Senior Site Reliability Engineer in United States at Jobgether
Explore Related Opportunities
Job Description
This position is posted by Jobgether on behalf of a partner company. We are currently looking for a Senior Site Reliability Engineer in United States.
This is an exciting opportunity for a highly skilled Site Reliability Engineer to help build and scale the reliability foundation of a cutting-edge AI-driven platform. In this role, you will lead strategic reliability initiatives across complex cloud infrastructure, AI workloads, and developer enablement systems. You will work at the intersection of platform engineering, observability, automation, and AI operations, helping teams deliver resilient and scalable services with confidence. The environment is fast-paced, collaborative, and innovation-focused, offering strong technical ownership and leadership influence. Ideal candidates are passionate about cloud-native infrastructure, operational excellence, and enabling high-performing engineering teams. This role is fully remote within the United States and offers the chance to shape reliability practices for next-generation AI-powered systems.

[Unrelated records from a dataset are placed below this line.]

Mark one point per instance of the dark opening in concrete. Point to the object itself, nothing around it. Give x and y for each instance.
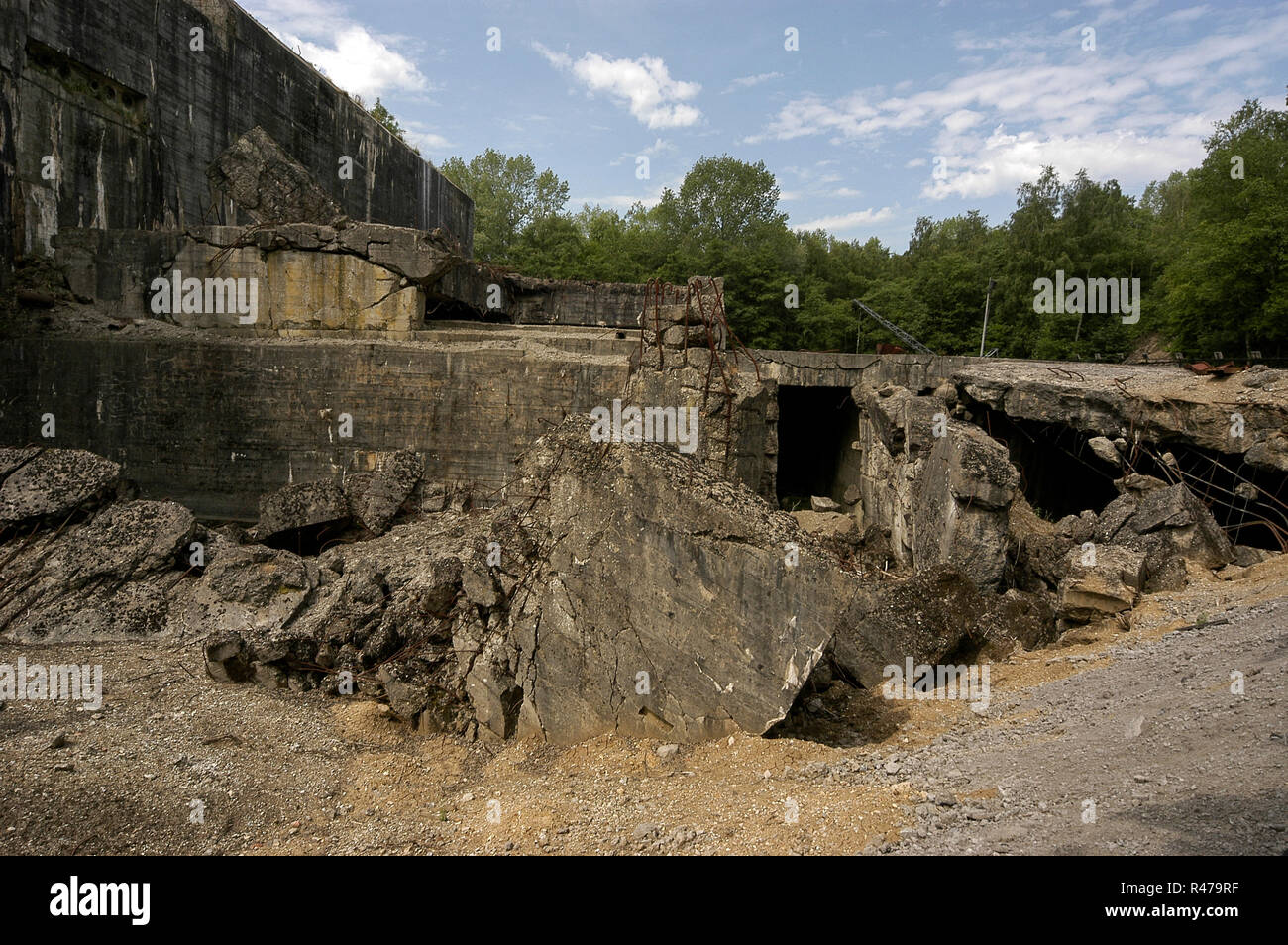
(815, 429)
(1059, 473)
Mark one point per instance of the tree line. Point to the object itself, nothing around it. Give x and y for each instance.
(1209, 245)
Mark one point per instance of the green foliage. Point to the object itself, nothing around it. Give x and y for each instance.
(507, 194)
(1210, 253)
(385, 117)
(1227, 287)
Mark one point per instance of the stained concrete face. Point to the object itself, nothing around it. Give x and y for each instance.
(134, 119)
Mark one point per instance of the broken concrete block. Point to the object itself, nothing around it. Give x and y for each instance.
(268, 184)
(1163, 523)
(53, 483)
(300, 506)
(1106, 451)
(227, 657)
(375, 498)
(926, 617)
(1109, 586)
(962, 510)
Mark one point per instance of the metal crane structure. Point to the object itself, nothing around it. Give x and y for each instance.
(890, 326)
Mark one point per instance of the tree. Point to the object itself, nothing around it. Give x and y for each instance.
(725, 198)
(1228, 287)
(507, 194)
(385, 117)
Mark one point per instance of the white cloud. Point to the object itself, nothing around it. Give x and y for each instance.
(1186, 16)
(748, 81)
(842, 222)
(356, 59)
(1128, 115)
(362, 64)
(643, 85)
(425, 140)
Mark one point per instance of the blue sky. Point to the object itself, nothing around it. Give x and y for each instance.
(885, 111)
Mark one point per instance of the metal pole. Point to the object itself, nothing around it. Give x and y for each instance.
(984, 334)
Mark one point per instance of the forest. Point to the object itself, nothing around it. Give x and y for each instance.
(1209, 245)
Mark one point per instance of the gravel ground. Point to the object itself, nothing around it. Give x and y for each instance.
(1141, 724)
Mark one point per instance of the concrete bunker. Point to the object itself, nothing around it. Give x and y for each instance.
(815, 430)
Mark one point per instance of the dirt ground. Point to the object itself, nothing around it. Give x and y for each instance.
(1141, 725)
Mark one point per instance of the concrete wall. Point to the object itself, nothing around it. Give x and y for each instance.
(13, 29)
(214, 422)
(134, 117)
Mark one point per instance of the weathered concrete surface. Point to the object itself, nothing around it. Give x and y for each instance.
(621, 588)
(47, 484)
(215, 422)
(268, 184)
(136, 116)
(941, 488)
(98, 579)
(655, 566)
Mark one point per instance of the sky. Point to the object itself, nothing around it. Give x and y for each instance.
(868, 114)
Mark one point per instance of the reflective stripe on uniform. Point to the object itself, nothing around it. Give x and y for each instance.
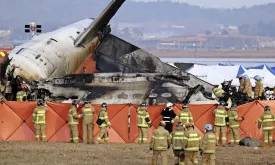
(268, 128)
(160, 138)
(209, 151)
(234, 126)
(191, 148)
(267, 120)
(179, 133)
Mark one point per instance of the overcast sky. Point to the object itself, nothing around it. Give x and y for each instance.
(222, 3)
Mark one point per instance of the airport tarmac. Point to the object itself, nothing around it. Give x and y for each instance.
(246, 62)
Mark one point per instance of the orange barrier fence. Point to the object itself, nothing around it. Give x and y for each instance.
(16, 120)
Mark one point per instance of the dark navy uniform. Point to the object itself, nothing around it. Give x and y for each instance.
(168, 115)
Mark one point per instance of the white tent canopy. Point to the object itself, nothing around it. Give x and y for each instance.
(267, 75)
(216, 74)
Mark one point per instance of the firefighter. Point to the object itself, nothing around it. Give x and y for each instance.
(220, 122)
(218, 92)
(267, 123)
(185, 116)
(39, 121)
(143, 123)
(103, 115)
(88, 123)
(191, 144)
(241, 81)
(168, 115)
(258, 88)
(73, 122)
(177, 143)
(247, 87)
(8, 90)
(21, 95)
(160, 143)
(208, 146)
(234, 125)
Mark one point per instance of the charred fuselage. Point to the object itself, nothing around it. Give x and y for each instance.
(118, 88)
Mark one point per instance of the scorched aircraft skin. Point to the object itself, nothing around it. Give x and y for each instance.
(126, 74)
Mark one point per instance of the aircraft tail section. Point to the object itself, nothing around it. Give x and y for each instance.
(99, 23)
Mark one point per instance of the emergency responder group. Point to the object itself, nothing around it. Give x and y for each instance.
(39, 120)
(185, 141)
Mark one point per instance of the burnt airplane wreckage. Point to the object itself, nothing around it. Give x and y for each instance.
(128, 74)
(49, 65)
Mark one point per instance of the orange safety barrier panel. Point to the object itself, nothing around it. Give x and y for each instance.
(16, 120)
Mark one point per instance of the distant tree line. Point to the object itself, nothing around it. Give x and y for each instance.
(260, 29)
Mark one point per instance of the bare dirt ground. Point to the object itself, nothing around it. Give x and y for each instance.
(31, 153)
(216, 54)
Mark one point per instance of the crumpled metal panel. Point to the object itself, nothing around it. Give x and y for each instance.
(117, 55)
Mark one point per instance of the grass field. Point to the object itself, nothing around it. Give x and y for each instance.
(215, 54)
(31, 153)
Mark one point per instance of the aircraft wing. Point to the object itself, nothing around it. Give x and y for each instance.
(117, 55)
(99, 23)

- Own and drive platform reliability initiatives, including defining and managing SLIs, SLOs, and error budgets across production services and AI-driven workloads.
- Design and implement resilient infrastructure patterns for AI pipelines, including observability, failure detection, graceful degradation, and workload isolation.
- Lead incident response processes, disaster recovery planning, and post-incident reviews focused on long-term operational improvements.
- Partner closely with Software Engineering and AI Engineering teams to establish reliability standards, deployment best practices, and scalable CI/CD workflows.
- Develop and maintain observability solutions using monitoring, tracing, logging, and telemetry tools to ensure visibility across services and AI operations.
- Manage infrastructure as code, cloud cost optimization initiatives, and automation strategies to improve operational efficiency and scalability.
- Build and enhance Internal Developer Platforms (IDP), service catalogs, and self-service tooling that empower engineering teams.
- Mentor junior and intermediate engineers, contributing to technical growth, knowledge sharing, and engineering excellence across the organization.
- Bachelor’s degree in Computer Science, Engineering, or a related technical field, or equivalent practical experience.
- 6–8 years of experience in Site Reliability Engineering, Platform Engineering, or DevOps with demonstrated technical leadership responsibilities.
- Deep expertise with AWS services, Kubernetes, Docker, Terraform, GitOps methodologies, and cloud-native infrastructure patterns.
- Strong experience with observability platforms, distributed tracing, monitoring systems, and operational tooling.
- Proficiency in Python and/or Bash scripting, along with experience supporting microservices architectures and CI/CD pipelines.
- Familiarity with Internal Developer Platform tools such as Backstage or similar solutions is highly desirable.
- Experience supporting AI/ML infrastructure, LLM integrations, or agentic systems is considered a major asset.
- Excellent analytical, communication, mentoring, and problem-solving skills, with the ability to navigate complex technical environments.
- Experience with FinOps, disaster recovery planning, policy-as-code, or regulated environments is a plus.
- Competitive salary range of approximately $149,100 – $157,800 USD
- Comprehensive medical, dental, and vision coverage
- 401(k) matching program
- Flexible vacation policy
- Company-sponsored training and professional development opportunities
- Annual wellness and fitness reimbursement programs
- Inclusive and collaborative remote work environment
- Opportunities for community involvement and charitable engagement
- Access to wellness resources and employee support initiatives
- Occasional travel opportunities for collaboration and team engagement.